Bei der Durchführung von Softwareentwicklungsprojekten entscheiden wir gemeinsam mit dem Auftraggeber welche Vorgehensweise die am besten geeignete für das Projekt und die beteiligten Mitglieder ist. Bei den dabei eingesetzten Vorgehensweisen kann es sich um traditionelle Methoden, wie etwa den Wasserfallprozess, RUP (Rational Unified Process) usw. handeln, oder um agile (Scrum, XP, usw.). Unser Ziel ist es zeitgemäße und qualitativ hochwertige Technologien (state of the art) einzusetzen. Dabei orientieren wir uns am Projekt und den Kundenbedürfnissen die damit gestillt werden sollen. Mit den von uns eingesetzten Mitteln sind wir in der Lage eine Leistungs- und Qualitätssteigerung im Softwareentwicklungsprozess und im späteren Betrieb der Software zu erreichen.

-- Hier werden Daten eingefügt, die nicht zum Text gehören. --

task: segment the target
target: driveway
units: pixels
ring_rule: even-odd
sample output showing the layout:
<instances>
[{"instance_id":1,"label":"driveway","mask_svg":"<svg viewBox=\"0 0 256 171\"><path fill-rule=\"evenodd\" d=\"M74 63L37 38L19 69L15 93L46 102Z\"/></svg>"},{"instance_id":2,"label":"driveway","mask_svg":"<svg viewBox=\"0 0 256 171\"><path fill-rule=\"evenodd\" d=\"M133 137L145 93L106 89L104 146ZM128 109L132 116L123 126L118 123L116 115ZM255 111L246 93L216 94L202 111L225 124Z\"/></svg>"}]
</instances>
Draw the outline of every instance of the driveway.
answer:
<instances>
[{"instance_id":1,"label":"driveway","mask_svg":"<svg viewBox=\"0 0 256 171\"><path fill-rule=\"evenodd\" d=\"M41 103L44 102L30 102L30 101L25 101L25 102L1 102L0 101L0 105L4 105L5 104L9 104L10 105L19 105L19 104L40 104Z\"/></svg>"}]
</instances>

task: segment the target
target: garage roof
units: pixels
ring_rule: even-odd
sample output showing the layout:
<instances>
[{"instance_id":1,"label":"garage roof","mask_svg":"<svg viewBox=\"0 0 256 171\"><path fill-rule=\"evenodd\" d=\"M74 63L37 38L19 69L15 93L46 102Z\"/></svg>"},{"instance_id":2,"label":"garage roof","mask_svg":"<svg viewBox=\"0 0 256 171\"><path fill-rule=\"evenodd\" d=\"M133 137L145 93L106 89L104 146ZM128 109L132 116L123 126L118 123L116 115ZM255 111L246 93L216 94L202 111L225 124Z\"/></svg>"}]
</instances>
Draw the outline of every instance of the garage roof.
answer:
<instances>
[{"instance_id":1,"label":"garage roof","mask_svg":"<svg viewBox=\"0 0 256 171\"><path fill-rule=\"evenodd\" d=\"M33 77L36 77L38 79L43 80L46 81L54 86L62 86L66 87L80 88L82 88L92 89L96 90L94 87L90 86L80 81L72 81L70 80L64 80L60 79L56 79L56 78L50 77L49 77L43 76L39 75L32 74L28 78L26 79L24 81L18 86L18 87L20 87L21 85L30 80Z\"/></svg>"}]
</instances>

Unsere kundenorientierten Ziele sind:

  • Kostenreduktion
  • Optimale Produtionseinführungszeit
  • Erhöhter Kapitalertrag

Wir kümmern uns um:

  • die Einhaltung allgemein gültiger Standards
  • die Erstellung und Durchführung von Tests für jedes neue Stück Code
  • die richtige Analyse und das daraus resultierende Design der Software
  • die korrekte Handhabung von Transaktionen und Persistenz
  • die Schaffung einer Infrastruktur, die:
    • eine stabile und unkomplizierte Integration neuer Teilentwicklungen ermöglicht
    • ein gutes software build management liefert
    • automatische Code-Analyse ermöglicht
    • kontinuierliche Dokumentation fördert
    • Kollaborationsdienste zur Förderung der Kommunikation bereitstellt

In Bezug auf agile Vorgehensweisen und konkret im Umgang mit Scrum in Kombination mit XP (extreme programming) können wir auf eine langjährige erfolgreiche Vergangenheit zurückblicken. Unser Haus verfügt über Scrum Master, die ihre Zertifizierung von der Scrum Alliance erhalten haben. Durch den Einsatz agiler Vorgehensweisen konnten wir im Softwareentwicklungsprozess unserer Projekte eine enorme Leistungssteigerung verzeichnen, diese sich in der Produktivität wiederspiegelt. Beim Einsatz von Scrum in der Entwicklung eines Softwareproduktes findet eine iterative und inkrementelle Entwicklung statt. Das bedeutet, dass das Produkt mit jeder Iteration, um eine gewisse Anzahl von Funktionalitäten erweitert wird.

Moderne Technologien

Wir sind stets darum bemüht die neuesten Technologien einzusetzen, die verfügbar sind. Abhängig vom jeweiligen Einsatzgebiet entscheiden wir uns für die Tools, die am Besten dafür geeignet sind.

Design

Agile Methoden zielen darauf ab schnelle auf Änderungen reagieren zu können. Aus diesem Grund muss auch das SW Design flexible sein. Die Idee von „Emergent“ Design ist es diese Anforderung an Flexibilität durch schrittweise Implementierung von Funktion gepaart mit kontinuierlichen Refactoring zu realisieren.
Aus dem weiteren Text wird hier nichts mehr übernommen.